Kate Wilson justifie alors sa position de petite maison indépendante : « Une petite maison doit être plus exigeante et faire des choix qui lui sont propres, elle ne peut pas se permettre une surproduction. On doit se distinguer des grands éditeurs. On n’a pas à se mesurer à eux. Chacun a sa place. »
Secrétaire général d’Editis, Jean Spiri, plaide pour davantage de créativité et avance des pistes. « La question du partage de valeurs entre auteurs et éditeurs, c’est faire fi de l’évolution du métier d’éditeur aujourd’hui. On peut trouver d’autres moyens de rémunérer les auteurs, de maximiser leurs revenus. On est dans l’économie de l’intention. A nous aussi de faire le lien entre une série, ou une musique, et un univers de lecture. C’est comme ça qu’on captera les futurs lecteurs et qu’on fera gagner davantage de revenus pour les auteurs. »
Plutôt que de redécouper le gâteau, augmentons sa taille. Cela passe aussi par davantage de traductions, d’internationalisation.
Pour l’auteur et scénariste Benoît Peeters, qui n’est pas « un anti-éditeur », « Il y a de nouveaux partenariats à inventer.
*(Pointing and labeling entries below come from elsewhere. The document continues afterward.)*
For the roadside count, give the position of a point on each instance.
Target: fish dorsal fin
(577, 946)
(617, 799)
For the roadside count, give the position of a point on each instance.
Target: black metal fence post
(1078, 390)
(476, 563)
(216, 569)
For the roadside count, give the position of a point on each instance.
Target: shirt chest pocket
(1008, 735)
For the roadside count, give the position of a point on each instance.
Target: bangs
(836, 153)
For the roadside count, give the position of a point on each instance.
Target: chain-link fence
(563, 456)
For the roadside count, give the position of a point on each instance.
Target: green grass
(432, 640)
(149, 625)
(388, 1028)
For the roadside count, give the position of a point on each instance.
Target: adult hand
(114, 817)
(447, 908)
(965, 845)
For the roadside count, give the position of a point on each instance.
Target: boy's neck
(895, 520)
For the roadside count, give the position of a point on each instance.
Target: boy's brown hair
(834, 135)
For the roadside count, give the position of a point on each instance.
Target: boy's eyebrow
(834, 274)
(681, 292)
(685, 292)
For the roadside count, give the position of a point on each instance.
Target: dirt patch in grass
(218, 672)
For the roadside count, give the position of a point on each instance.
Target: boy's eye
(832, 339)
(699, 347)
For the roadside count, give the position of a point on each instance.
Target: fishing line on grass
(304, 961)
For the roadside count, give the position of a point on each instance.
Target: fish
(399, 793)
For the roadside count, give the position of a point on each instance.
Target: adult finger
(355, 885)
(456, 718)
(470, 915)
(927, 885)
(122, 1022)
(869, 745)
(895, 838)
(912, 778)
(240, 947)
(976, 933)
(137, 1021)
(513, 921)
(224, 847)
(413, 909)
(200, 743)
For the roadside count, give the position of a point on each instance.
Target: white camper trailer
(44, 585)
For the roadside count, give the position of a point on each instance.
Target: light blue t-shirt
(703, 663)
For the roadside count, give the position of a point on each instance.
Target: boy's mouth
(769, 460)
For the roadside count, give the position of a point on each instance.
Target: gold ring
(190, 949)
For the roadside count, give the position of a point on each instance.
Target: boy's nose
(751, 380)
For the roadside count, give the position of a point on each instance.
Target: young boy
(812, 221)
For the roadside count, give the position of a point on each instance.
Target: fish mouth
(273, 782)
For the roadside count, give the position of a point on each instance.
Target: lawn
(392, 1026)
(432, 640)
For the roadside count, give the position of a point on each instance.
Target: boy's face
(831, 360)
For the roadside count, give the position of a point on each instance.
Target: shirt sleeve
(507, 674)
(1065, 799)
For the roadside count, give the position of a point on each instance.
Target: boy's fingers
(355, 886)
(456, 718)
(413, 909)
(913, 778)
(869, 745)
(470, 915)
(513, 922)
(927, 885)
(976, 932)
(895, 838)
Il y a une nouvelle chaîne du livre à inventer, je devrais dire les chaînes du livre » se désolant que « le maillon faible » soit souvent l’auteur.
« Il y a un partage de l’effort entre l’auteur qui a une volonté et un éditeur qui a son énergie. Même un échec est une responsabilité collective. L’auteur n’a pas à le payer seul » plaide-t-il. Benoît Peeters pense que cela passe par une meilleure et plus solide représentation des auteurs, qu’il faut changer la manière de communiquer autour du livre, et que la découverte de nouveaux talents est à revoir.
Et selon lui, « l’autoédition n’est pas la solution mais est un piège ». « Mais le système est un peu malade quand un éditeur propose 1% des droits à partager entre 8 auteurs. Ça créé la tentation de l’autoédition » lance-t-il en conclusion.